Where some kids would be in their perfect place, others would be a fish out of water. DS absolutely is in a perfect place for him…but DD is looking elsewhere, because she isn’t sure it’s the right fit for her. It is no fault or blemish of the school…it is the difference of personality in my children.
And @GoatMama was most likely being a bit snarky (I hope so, because I love a bit of snark) but there’s a ton of truth to her statement. If the weeding out process is done right, the child will bloom where planted.
@CaliMex very helpful and agree with your observations.
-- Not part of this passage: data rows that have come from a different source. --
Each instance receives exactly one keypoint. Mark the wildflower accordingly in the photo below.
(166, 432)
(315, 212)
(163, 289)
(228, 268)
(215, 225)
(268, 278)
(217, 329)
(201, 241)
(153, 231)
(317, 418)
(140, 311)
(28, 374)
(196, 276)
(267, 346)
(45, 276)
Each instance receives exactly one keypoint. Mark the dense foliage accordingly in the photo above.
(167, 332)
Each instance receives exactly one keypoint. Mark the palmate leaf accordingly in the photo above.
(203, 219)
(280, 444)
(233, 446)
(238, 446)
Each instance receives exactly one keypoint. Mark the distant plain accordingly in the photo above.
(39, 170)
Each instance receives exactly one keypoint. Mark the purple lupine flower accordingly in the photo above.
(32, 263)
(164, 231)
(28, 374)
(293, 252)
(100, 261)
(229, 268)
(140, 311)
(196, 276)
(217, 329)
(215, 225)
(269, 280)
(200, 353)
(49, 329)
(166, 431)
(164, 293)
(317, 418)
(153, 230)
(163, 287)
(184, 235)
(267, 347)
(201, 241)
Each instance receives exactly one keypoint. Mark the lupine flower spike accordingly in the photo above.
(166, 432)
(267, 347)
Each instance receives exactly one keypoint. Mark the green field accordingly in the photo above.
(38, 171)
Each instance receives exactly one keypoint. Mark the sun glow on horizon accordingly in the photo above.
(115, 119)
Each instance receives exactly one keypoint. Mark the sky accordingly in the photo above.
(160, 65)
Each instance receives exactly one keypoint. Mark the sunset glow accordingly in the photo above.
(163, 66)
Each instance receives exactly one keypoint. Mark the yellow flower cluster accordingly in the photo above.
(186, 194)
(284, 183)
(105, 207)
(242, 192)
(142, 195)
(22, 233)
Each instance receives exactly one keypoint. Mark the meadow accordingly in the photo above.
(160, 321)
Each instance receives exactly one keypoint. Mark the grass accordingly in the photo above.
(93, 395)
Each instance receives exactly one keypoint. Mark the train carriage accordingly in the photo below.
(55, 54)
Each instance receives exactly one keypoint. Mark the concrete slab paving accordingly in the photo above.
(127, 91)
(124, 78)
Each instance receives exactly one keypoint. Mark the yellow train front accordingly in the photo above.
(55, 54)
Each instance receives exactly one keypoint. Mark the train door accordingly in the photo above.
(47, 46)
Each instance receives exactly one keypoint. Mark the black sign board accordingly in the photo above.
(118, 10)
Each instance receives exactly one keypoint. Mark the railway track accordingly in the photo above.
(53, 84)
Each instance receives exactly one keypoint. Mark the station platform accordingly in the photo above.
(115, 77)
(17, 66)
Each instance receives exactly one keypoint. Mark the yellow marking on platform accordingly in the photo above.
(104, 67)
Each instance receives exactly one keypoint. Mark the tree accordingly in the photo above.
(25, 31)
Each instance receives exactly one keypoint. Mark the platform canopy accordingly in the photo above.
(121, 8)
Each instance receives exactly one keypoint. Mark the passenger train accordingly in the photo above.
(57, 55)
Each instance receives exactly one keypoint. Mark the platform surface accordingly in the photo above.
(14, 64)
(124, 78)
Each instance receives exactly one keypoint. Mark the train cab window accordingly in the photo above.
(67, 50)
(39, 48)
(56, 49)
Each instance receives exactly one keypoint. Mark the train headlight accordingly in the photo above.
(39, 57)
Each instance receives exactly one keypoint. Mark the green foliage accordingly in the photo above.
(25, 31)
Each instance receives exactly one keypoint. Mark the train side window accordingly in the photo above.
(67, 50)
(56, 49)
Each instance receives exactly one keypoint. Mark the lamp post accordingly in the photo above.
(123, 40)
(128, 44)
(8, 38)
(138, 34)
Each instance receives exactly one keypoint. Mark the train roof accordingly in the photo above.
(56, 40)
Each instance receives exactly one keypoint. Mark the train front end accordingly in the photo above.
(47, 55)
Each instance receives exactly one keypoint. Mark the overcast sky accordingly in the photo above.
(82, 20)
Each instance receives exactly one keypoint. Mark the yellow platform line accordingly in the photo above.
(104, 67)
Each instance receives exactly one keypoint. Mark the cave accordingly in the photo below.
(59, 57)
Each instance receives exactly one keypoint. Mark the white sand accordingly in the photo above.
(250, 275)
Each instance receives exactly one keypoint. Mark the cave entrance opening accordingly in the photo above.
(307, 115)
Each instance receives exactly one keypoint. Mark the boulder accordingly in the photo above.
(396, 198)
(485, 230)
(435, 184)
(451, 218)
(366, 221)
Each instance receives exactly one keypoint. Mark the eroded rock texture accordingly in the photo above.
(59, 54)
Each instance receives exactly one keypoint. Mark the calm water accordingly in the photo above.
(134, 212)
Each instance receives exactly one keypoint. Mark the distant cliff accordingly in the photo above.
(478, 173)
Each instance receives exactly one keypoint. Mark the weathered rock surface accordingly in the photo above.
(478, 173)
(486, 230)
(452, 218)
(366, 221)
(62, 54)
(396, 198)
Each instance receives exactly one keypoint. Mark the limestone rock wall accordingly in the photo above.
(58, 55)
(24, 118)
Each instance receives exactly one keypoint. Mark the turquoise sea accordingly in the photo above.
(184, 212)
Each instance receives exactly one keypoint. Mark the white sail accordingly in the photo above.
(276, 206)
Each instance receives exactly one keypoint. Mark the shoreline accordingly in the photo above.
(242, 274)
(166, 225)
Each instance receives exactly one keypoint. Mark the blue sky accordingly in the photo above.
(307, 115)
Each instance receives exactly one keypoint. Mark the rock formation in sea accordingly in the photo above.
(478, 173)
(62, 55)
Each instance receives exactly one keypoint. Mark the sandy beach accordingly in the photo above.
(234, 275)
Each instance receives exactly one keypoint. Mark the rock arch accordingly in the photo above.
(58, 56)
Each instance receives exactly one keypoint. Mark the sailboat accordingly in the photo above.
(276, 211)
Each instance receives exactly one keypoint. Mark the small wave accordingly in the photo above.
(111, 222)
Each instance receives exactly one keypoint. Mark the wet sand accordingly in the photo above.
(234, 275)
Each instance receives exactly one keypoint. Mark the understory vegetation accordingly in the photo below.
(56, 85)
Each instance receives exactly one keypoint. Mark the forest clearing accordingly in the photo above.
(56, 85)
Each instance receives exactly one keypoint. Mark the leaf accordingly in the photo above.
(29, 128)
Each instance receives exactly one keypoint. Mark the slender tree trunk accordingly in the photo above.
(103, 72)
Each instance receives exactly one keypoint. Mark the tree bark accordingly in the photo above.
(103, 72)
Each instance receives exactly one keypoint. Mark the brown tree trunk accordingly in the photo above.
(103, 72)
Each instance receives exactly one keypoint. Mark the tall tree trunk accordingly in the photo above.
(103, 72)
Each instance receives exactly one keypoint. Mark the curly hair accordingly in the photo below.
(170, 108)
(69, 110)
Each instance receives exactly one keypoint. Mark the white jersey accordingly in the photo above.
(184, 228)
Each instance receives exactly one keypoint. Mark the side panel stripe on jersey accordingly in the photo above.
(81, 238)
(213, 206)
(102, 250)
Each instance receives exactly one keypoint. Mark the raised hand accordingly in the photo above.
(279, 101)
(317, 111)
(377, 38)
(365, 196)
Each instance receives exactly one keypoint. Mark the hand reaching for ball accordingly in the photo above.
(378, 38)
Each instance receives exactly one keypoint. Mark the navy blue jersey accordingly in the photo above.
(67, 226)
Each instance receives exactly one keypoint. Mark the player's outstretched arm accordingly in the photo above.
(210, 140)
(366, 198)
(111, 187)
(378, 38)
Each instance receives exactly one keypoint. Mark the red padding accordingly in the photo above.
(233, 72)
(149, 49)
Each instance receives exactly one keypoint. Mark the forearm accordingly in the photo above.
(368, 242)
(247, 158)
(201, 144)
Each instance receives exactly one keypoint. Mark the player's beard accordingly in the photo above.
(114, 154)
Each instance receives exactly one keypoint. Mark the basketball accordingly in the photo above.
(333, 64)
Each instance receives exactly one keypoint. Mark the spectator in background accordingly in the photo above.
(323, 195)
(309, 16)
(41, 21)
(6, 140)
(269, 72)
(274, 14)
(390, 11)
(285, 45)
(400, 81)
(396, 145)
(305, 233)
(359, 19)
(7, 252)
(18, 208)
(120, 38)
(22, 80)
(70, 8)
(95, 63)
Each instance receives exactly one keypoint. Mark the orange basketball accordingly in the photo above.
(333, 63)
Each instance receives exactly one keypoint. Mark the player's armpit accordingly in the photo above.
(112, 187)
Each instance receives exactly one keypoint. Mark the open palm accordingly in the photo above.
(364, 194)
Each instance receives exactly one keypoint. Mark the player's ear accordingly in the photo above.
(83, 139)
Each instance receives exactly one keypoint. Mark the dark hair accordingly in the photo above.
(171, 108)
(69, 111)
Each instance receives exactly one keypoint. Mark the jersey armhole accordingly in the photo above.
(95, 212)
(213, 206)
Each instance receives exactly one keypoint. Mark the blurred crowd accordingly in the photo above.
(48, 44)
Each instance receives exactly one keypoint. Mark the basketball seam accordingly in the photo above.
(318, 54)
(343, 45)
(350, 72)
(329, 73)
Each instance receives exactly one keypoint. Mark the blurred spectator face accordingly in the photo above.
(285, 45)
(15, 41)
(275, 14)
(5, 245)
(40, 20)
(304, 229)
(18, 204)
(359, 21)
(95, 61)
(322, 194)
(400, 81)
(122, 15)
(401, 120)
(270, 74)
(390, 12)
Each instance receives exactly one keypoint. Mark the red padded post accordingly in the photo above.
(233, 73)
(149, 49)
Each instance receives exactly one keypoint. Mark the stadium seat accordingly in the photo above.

If what you say is true, and I have no reason to be doubtful, I kinda wish the kid could have applied to the school you are referencing!?
While the size of the school matters, EVERY school has its cliques, in crowd and peer groups. It’s not all bad. My kids attended a very small school prior to BS and while everyone got along well, it was really hard to find your peeps. This means that kids have a hard time if they have an interest finding someone else who is interested in that also. Having really good friends based on interests is important and we saw that year after year, the size prevented this from happening. The one positive about a very small school is there seemed to be very little bullying. Gossip was still there.
Honestly, a tiny school wouldn’t have been something of interest to us or the kids for BS. They had outgrown it. There was a certain number of kids ( different for everyone) that my kid wanted to have in high school.
Some kids like larger schools which beyond having more resources also have more types of kids due to sheer numbers. Others like very small schools. That’s the reason you have tiny colleges and large universities.
There might be a reason why many boarding schools are about 100 kids per grade. Maybe people have figured out over the years that is a good number of people (about 500) which together with teachers and staff form a community.
I’m waiting till my kid has been at BS for at least a few years before I make sweeping statements about the community. It takes a while for a kid ( and parents) to learn about what is actually happening. Even two visits doesn’t tell you the complete story. I’m glad some people think that schools can create a community which thrives across decades.
Maybe I’m just more of a realist about what the school says vs. what the school does and how classes vary based on the kids in it. I like to observe for a long time before I come to conclusions. I have often found that the most interesting aspects of people and things reveal themselves slowly.
@Happytimes2001 THANK YOU! I was already getting the hives from all the armchair expertise on BS cultures.
@goatmama Sure. I just think putting on rose colored glasses is never wise when you are a parent. I’m happy to wear them once retired, however.